Williams is already extremely unusual among colleges for the relatively low percentage of tenure-track professors who receive tenure.
It might not matter much in a discipline like History where there are 10 PhDs for every job (disclaimer: i’m making up the number), but certainly in Mathematics Williams is looked upon less favorably by some very good candidates in part because they see they only have about a 50% chance of getting tenure.
If Williams wants to take more chances on faculty members, then I suggest they offer 2-3 year temporary postdoctoral positions, perhaps establishing a Bolin-like program for people who have gotten their PhDs. (See also the Consortium for a Strong Minority Presence.) This way, these temporary faculty leave without the stigma in the job market of having been denied reappointment or tenure. It is always possible to keep a small number of them (say 10%) when “a permanent position opens up”. The only disadvantage is that the applicant pool for these kinds of positions will generally have less experience. On the other hand, there might be some applicants who will apply for such a temporary job but not for a tenure-track job because they are willing to spend 2 years in Williamstown to learn from some of the best teachers around but are not willing to consider the possibility of spending their life in rural New England.
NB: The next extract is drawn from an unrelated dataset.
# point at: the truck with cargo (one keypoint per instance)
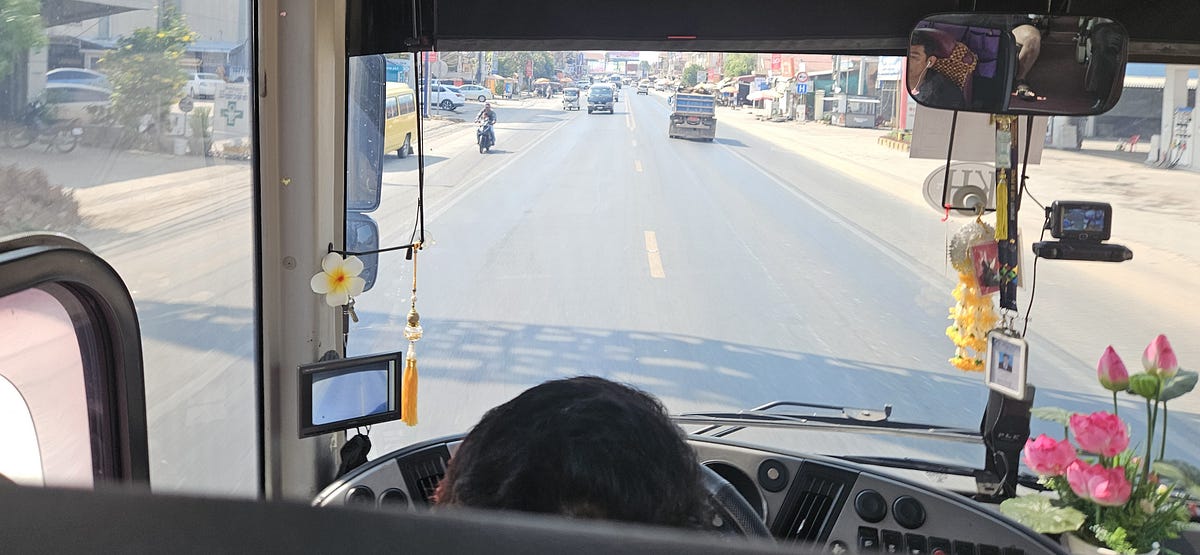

I am pretty sure that Mathematics is an extreme in this regard, but it would not suprise me if, out of the hundred or more applications for the job in math last year, there was not a single black or Hispanic applicant.
Out of 459 PhDs in mathematics and statistics granted to U.S citizens in 2003-2004, 13 went to African-Americans, and 13 to Hispanics. Out of the top 47 (NRC ranking) mathematics departments, whose graduates Williams is overwhelmingly likely to hire from, there were 3 African-Americans and 3 Hispanics out of 179 PhDs granted to U.S. citizens. (This data is from the AMS Annual Survey.)
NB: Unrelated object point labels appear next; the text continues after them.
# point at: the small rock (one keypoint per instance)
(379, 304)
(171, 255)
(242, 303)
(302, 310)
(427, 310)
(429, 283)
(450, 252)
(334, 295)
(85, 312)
Other colleges and universities want these black and Hispanic mathematicians, for the same reasons that Williams does, and the location of Williams (where a black faculty member could almost go a whole week without seeing another black person) is likely to be a significant disadvantage in recruiting these people.
The reality in some academic fields it that there are almost no minorities to hire. I am not sure those of you who don’t know the academic job market have grasped how hard it might be to hire minorities in some fields.
Is there a reason which should cause me to care?
I think that Whitney’s analysis got at what is (to me) the single most troubling element of the diversity report: that an (unspecified percentage of) faculty lines should be allocated on the basis of the skin color of the likely job recipient.
To give a concrete example, Marquette University this year implemented a quite extreme diversity policy, mandating that a minority candidate be among those interviewed for all faculty positions. The result: in History, the department decided to modify a proposed line in the history of US foreign relations to an emphasis on US immigration and ethnicity, believing (probably correctly) that more minority candidates would study the latter than the former. The department chair also expressed concern about how this policy will play out when the department needs to fill positions in German and Russian history, fields that it seems very few minority candidates study.
The long-term effect of this kind of policy (if sustained over a 12-15 year period) would be a dramatic transformation of the curriculum, as fields that (for whatever reason) minority candidates tended not to study would, over time, simply be dropped from the curriculum–such as, in the Marquette example, US foreign relations, German history, and Russian history.
That type of change might be a good thing (I obviously don’t think it is). But the diversity report should at least raise the point, and explain why such a curricular transformation will improve the overall quality of a Williams education.